The one thing that bothered me about the series is that the white heroine and the mixed-race hero, rather than the enslaved people of pure African descent, drove the movement toward liberation. This is an example of what is known as the “white savior” trope in which a white person leads or rescues a minority. Other examples are the movie Glory, which stars Matthew Broderick as the white commander of a Black regiment on the Union side in the Civil War, and Avatar, in which only a brave white human (an ex-Marine played by Sam Worthington) can rescue the blue Na’vi humanoids and their homeland on a verdant moon.

My complaint is not original. A Google search for “esclava blanca white savior” will find many other critiques along these lines.

So while I truly enjoyed this telenovela, the “white savior” issue stops me from recommending it with full enthusiasm.

Of course, I found much of linguistic interest in the series. I don’t know to what extent the features noted below are specific to Colombian Spanish.

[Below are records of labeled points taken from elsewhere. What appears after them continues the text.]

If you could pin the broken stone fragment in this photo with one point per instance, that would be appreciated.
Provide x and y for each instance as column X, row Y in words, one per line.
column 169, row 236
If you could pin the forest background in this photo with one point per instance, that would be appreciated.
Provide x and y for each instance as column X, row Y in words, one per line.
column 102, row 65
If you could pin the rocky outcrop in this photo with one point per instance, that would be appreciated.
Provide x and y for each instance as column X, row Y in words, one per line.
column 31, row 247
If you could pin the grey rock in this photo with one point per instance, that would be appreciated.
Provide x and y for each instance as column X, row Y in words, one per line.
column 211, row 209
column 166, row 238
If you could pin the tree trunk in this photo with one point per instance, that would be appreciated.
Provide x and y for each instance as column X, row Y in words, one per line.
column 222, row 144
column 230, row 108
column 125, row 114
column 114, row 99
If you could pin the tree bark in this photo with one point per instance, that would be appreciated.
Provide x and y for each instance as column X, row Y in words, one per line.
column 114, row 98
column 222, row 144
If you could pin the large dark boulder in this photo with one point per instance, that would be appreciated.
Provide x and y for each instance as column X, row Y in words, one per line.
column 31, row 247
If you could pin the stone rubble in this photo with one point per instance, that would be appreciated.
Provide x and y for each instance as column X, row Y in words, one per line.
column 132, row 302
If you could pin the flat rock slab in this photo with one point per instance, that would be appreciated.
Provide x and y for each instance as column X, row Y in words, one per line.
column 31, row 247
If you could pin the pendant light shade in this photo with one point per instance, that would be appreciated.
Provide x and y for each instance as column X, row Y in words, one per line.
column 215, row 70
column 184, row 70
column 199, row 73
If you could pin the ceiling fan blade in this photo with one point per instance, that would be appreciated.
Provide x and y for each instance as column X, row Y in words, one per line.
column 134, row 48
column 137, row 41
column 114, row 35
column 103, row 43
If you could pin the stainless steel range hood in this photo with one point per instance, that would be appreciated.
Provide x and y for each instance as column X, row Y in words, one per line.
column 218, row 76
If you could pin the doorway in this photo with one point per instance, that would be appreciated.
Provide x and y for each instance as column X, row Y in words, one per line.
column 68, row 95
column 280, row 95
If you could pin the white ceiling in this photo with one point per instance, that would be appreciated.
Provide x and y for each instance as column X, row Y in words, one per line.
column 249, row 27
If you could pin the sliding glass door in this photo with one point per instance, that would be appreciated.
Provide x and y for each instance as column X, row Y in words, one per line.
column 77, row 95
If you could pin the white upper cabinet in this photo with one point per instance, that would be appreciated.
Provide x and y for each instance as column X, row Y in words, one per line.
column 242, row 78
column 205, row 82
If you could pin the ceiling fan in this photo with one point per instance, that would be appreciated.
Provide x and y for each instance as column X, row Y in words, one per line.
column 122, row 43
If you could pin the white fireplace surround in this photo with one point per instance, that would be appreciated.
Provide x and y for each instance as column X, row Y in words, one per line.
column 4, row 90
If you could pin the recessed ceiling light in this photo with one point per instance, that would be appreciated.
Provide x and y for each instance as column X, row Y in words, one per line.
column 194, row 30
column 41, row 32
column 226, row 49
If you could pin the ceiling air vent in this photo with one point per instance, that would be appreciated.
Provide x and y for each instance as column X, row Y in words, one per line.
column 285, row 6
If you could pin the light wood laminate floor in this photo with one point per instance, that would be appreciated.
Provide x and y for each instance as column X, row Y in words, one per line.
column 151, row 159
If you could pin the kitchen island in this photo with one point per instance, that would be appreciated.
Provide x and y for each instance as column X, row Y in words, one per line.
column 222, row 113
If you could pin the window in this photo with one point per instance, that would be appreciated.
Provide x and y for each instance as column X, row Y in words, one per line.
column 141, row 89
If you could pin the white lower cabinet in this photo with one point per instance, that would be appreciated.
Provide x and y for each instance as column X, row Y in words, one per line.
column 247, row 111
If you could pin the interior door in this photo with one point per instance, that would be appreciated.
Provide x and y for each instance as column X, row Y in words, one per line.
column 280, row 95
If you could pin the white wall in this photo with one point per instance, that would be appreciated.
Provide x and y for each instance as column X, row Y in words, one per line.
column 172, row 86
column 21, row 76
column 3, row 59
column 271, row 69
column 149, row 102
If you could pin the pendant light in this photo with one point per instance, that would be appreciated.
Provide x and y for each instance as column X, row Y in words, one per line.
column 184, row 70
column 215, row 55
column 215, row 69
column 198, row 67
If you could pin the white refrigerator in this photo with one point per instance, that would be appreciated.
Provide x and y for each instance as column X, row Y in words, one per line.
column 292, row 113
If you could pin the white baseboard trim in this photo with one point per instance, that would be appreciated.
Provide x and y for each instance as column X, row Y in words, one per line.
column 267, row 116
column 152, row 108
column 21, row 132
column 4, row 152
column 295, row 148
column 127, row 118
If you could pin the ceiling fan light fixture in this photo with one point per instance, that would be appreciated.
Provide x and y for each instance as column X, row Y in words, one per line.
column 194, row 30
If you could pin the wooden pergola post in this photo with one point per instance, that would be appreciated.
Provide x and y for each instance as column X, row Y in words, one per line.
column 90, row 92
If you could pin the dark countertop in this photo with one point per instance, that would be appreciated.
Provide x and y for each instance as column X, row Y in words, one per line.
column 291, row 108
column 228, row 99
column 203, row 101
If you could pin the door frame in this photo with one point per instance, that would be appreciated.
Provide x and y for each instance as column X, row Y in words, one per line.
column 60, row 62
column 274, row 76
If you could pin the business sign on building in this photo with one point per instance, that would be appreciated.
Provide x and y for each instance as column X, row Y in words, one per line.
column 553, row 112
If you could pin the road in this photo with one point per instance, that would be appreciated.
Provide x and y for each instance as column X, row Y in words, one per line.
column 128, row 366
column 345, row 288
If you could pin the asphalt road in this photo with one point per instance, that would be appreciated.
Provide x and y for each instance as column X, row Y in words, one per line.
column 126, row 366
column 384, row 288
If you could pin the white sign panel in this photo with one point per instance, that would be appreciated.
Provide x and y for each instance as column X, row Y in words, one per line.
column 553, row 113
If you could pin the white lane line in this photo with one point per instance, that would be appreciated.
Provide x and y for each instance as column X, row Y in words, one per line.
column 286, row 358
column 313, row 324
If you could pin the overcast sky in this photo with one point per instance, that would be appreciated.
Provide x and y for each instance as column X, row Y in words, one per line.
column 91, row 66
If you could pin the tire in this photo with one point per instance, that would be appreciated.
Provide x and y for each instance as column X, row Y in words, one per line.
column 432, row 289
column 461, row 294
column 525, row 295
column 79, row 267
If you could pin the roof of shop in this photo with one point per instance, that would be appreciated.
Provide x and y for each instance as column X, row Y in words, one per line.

  • First and foremost, I am convinced that I heard some instances of words whose initial h was aspirated rather than silent. Two I wrote down, both in episode 33, were Qué va, hombre (shortly after 17:00) and Hola, Jesús (after 36:30). I’ve searched but haven’t found this described anywhere as a feature of Colombian Spanish.
  • As with the n-word in English, the white and Black characters in La esclava blanca use negro/negra differently. For the whites it is an insulting noun, often followed by the adjective asqueroso ‘disgusting.’ For the Blacks it is affect-free, like man or bro in English.
  • Speaking of man, the Black characters also use hombre when talking with pals. (I don’t remember whether the white characters do this too.) At 29:20 in episode 57, Julián even calls his girlfriend hombre, which amused me.
  • The actors frequently drop the word a in sentences like Miguel va a comer ‘Miguel is going to eat,’ saying instead Miguel va comer. This makes perfect sense: the adjacent a vowels in va and a have simply blended. A is retained with other verb forms, as in Miguel y Elena van a comer.
  • At 13:20 in episode 59 a character says Usted verá que no es lejos. I noticed other uses of ser instead of estar to describe location.
  • At 43:45 in episode 61 I learned a new verb, engatusar, meaning ‘to con, deceive.’ According to Juan Corominas it has an unusual etymology that blends three roots: encantusar ‘to deceive with witchcraft,’ engatar (from gato) ‘to deceive with affection,’ and engaratusar ‘to deceive with praise.’
  • Finally, while I have yet to realize my ambition of visiting a voseísta country like Colombia (i.e. one whose speakers use the pronoun vos instead of (or along with) ), I really enjoy hearing voseo! In La esclava blanca I especially relished commands followed by pronouns, since these are identical to their equivalents except for the stressed syllable. Some examples are perdoname (instead of perdóname) and tranquilizate (instead of tranquilízate), whose te threw me for a loop until I checked the conjugation.

As always, I welcome comments. I would especially appreciate hearing from anyone who is familiar with Colombian Spanish.


*When I started watching the show I had no idea that it was so long. At first I figured that it would be fairly short because an important wedding was scheduled to take place in a few days. When the wedding kept being postponed I checked and saw that I still had dozens of episodes to go. By then it was too late to stop watching: I was thoroughly hooked.